Intel shares have experienced a sharp decline following the company's underwhelming quarterly forecast. The stock fell more than 5% in after-hours trading on Thursday and continued its descent by almost 4% on Friday in Frankfurt. This decline is tied to Intel's projected second-quarter revenue of between $11.2 billion and $12.4 billion, figures which failed to meet market expectations.
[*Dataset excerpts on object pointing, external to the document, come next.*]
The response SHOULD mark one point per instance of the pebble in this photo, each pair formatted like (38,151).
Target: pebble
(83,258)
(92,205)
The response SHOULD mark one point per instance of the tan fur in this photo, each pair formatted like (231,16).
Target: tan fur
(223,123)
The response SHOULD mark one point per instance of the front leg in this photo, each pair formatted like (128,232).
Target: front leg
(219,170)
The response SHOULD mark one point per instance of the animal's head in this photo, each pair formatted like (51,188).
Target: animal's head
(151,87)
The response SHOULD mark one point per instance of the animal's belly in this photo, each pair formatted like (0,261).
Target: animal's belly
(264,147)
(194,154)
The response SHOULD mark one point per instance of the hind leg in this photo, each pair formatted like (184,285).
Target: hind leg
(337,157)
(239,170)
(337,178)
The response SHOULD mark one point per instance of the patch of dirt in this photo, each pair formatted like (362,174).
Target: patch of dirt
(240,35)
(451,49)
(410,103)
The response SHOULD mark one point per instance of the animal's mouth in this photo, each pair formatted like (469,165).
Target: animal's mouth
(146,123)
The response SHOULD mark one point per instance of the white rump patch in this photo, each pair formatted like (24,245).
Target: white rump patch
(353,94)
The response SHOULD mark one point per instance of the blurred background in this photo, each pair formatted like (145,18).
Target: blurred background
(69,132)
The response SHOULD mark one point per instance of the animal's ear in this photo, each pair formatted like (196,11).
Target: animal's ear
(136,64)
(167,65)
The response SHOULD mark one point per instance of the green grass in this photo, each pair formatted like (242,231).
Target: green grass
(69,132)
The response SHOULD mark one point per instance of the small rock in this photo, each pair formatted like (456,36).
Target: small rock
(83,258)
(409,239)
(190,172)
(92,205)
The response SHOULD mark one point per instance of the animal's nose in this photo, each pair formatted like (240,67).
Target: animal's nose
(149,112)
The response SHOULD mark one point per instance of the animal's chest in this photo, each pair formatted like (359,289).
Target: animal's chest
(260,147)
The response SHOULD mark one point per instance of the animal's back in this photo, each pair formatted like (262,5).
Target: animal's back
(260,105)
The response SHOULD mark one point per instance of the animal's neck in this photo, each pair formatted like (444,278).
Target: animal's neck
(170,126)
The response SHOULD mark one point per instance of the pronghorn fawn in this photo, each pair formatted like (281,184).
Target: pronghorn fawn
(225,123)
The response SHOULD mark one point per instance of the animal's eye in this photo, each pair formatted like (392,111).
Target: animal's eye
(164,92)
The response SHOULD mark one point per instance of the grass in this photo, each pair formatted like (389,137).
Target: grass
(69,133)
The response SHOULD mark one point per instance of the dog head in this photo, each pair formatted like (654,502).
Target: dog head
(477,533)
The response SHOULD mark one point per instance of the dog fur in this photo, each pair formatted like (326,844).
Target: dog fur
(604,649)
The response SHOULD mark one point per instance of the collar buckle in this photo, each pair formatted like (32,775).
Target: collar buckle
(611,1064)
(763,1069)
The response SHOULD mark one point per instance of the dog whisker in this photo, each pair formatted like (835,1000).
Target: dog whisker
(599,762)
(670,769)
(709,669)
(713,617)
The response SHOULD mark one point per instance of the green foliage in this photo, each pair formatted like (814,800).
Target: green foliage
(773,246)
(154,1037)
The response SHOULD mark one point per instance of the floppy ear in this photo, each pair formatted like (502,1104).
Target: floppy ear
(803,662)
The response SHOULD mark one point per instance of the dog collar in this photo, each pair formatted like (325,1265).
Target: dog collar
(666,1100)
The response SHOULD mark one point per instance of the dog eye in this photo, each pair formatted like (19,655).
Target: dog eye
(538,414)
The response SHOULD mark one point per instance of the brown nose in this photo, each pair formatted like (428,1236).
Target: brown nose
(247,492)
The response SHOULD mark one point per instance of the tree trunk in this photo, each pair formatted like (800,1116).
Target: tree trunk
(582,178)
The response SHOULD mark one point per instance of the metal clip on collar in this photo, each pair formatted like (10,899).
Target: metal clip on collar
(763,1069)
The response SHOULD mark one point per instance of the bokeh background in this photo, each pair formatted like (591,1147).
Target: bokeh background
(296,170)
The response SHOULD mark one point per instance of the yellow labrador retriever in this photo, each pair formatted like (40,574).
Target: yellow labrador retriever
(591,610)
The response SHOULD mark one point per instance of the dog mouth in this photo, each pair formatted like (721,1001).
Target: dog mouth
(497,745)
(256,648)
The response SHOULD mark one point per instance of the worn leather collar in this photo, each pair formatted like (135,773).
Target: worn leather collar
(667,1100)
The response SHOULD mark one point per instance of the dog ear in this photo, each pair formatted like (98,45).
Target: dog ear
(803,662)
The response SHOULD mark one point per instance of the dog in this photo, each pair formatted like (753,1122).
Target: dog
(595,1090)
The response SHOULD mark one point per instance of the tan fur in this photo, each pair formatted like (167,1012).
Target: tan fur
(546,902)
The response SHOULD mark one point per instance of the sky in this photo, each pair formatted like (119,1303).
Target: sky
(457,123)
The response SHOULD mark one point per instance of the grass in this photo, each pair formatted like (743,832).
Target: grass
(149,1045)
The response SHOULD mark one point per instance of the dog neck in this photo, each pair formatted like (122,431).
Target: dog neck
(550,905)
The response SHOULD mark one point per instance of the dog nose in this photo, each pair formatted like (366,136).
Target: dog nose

Despite the disappointing forecast, Intel reported a first-quarter revenue of $12.67 billion, slightly ahead of analyst predictions. The company's adjusted net income stood at $580 million, or 13 cents per share, surpassing Wall Street's estimates. Additionally, Intel's foundry division, which produces chips for other companies, posted robust revenue of $4.7 billion, exceeding forecasts. However, Intel has cited macroeconomic uncertainty as a significant factor impacting its outlook, affecting the broader industry, as explained by CFO David Zinsner.
CEO Lip-Bu Tan noted that while the first quarter offered some positive results, the company faces ongoing challenges. Tan emphasized there are no quick solutions to regaining market share and achieving steady growth. To address these challenges, Intel is focusing on enhancing operational efficiency and product competitiveness, aiming to stabilize and eventually grow its market presence despite the current financial hurdles.